Math foundations

Expected Value: The Pure Definition

The idea

Expected value is not optimism. It is a weighted average of outcomes, where each outcome is multiplied by its probability. One big win and many small losses can still average to a negative number. The lottery is the classic example: a huge jackpot with tiny probability often loses money on average once ticket cost is included.

EV answers a long-run question: if you repeated the same bet many times, what would you earn or lose per trial on average? It does not promise any single trial will land near that number. It compares options on one scale before you commit.

EV = sum of (probability x value). Probabilities across all outcomes must sum to 1.

Example: build expected value from outcomes

List every outcome, assign a probability to each, assign a numeric value. Expected value is the probability-weighted average: EV = sum of (p x value). One flashy upside does not help if its probability is tiny.

Rare big win, common small wins, and frequent losses.

Big win

Probability: 10%

Value: 100

Contribution: 10.0% x 100 = 10.00

Small win

Probability: 35%

Value: 20

Contribution: 35.0% x 20 = 7.00

Loss

Probability: 55%

Value: -10

Contribution: 55.0% x -10 = -5.50

Contribution bars: each outcome's p x value

Outcome values on a number line (bar height = probability)

Expected value

11.50

Probability sum

100%

Probabilities sum to 100%. Outcome weights are valid.

Outcome	p	Value	p x value
Big win	10.0%	100	10.00
Small win	35.0%	20	7.00
Loss	55.0%	-10	-5.50
Expected value (sum)			11.50

Expected value is +11.50. If you repeated this bet many times, you would come out ahead on average by about 11.50 per trial.

Step by step

1. List outcomes. Every mutually exclusive case that can happen: win big, win small, lose, break even. Do not leave gaps.

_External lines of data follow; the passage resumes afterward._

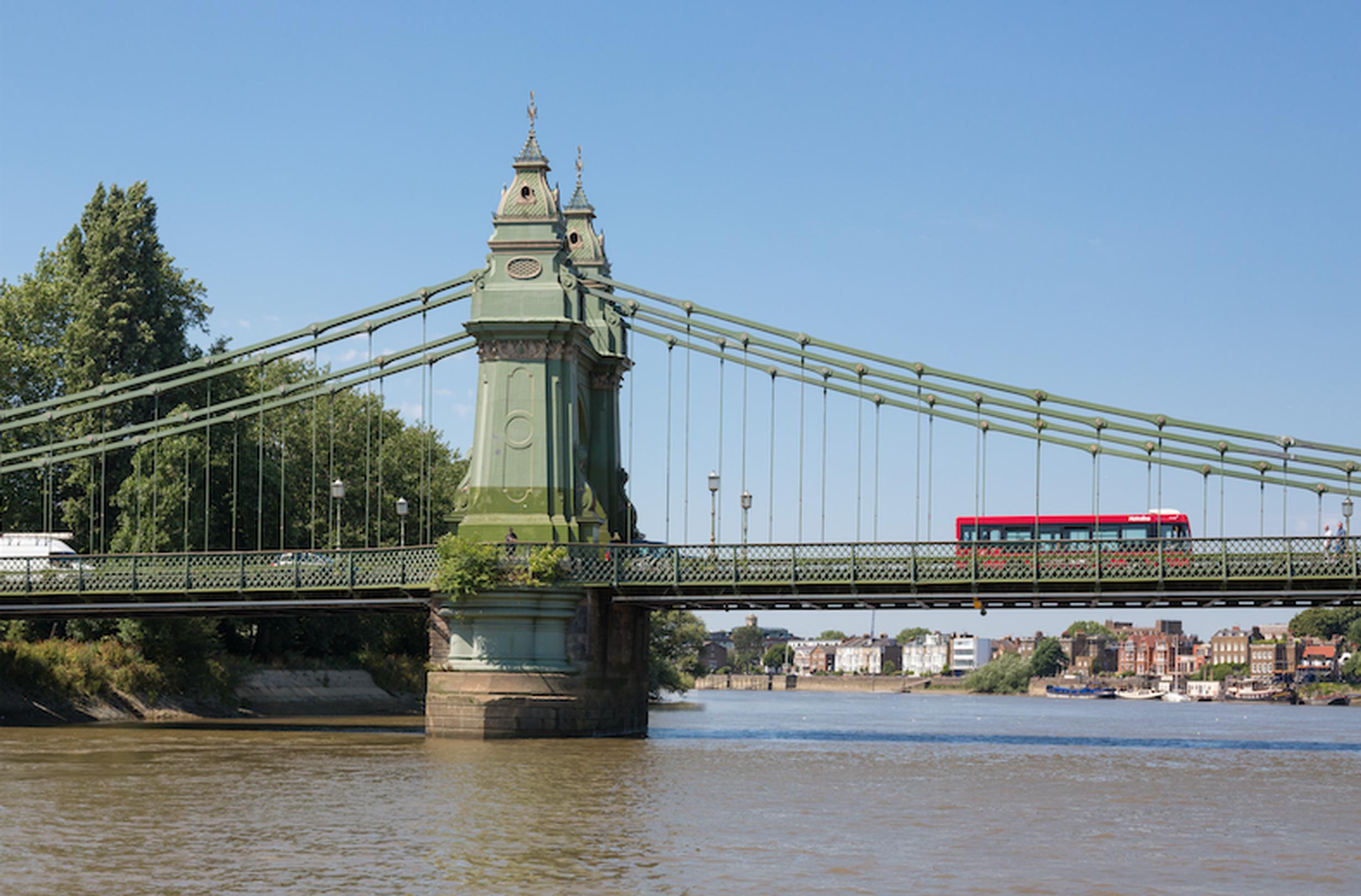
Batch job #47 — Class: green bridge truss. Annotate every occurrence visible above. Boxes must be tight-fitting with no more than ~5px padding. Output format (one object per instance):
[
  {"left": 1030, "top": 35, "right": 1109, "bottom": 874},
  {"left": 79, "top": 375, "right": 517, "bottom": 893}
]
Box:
[{"left": 0, "top": 537, "right": 1361, "bottom": 617}]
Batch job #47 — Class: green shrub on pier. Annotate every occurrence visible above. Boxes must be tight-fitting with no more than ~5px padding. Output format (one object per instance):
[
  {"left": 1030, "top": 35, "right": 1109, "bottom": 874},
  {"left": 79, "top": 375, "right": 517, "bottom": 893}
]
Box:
[{"left": 964, "top": 654, "right": 1030, "bottom": 693}]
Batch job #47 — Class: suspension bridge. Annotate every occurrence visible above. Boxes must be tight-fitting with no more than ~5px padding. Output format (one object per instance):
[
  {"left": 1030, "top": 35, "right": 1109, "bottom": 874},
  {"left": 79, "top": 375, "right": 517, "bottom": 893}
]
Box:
[{"left": 0, "top": 103, "right": 1361, "bottom": 731}]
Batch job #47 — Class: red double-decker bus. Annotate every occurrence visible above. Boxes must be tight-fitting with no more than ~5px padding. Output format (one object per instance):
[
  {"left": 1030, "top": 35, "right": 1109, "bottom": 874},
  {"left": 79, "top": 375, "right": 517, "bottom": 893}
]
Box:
[
  {"left": 954, "top": 510, "right": 1191, "bottom": 550},
  {"left": 956, "top": 510, "right": 1191, "bottom": 576}
]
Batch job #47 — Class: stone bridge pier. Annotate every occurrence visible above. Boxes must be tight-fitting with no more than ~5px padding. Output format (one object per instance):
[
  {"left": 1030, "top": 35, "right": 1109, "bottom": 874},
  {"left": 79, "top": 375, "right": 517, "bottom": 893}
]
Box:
[
  {"left": 426, "top": 107, "right": 648, "bottom": 738},
  {"left": 426, "top": 589, "right": 649, "bottom": 740}
]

2. Assign probabilities. Each outcome gets a weight between 0 and 1. All weights together must sum to 100%.

3. Assign values. Use the same unit for every outcome: dollars, points, hours saved. Losses are negative.

4. Multiply and add. Each row contributes p x value. Expected value is the sum of those contributions.

The math

Definition

EV = p₁x₁ + p₂x₂ + ... + pₙxₙ

Probabilities should sum to 1 across the full outcome set.

Per-outcome weight

Contribution_i = p_i × x_i

Each outcome pulls EV toward its value in proportion to how likely it is. Rare huge wins contribute little unless probability is high enough.

Fair bet

EV = 0 means break-even on average

A fair coin win/lose game with equal payoffs has EV = 0. Individual trials still swing; the long-run average sits at zero.

Common mistakes

Using the best-case outcome instead of the full list. Forgetting to include losses or costs. Probabilities that do not sum to 100%. Treating a positive EV as a guarantee for one try. EV ranks bets; it does not remove variance or downside risk.

A simple application

Once EV is clear, campaign bets, inventory policies, and pipeline choices become comparable on one scale instead of best-case storytelling. The applied posts on expected value, probability, and stockout risk layer business costs and constraints on top of this definition.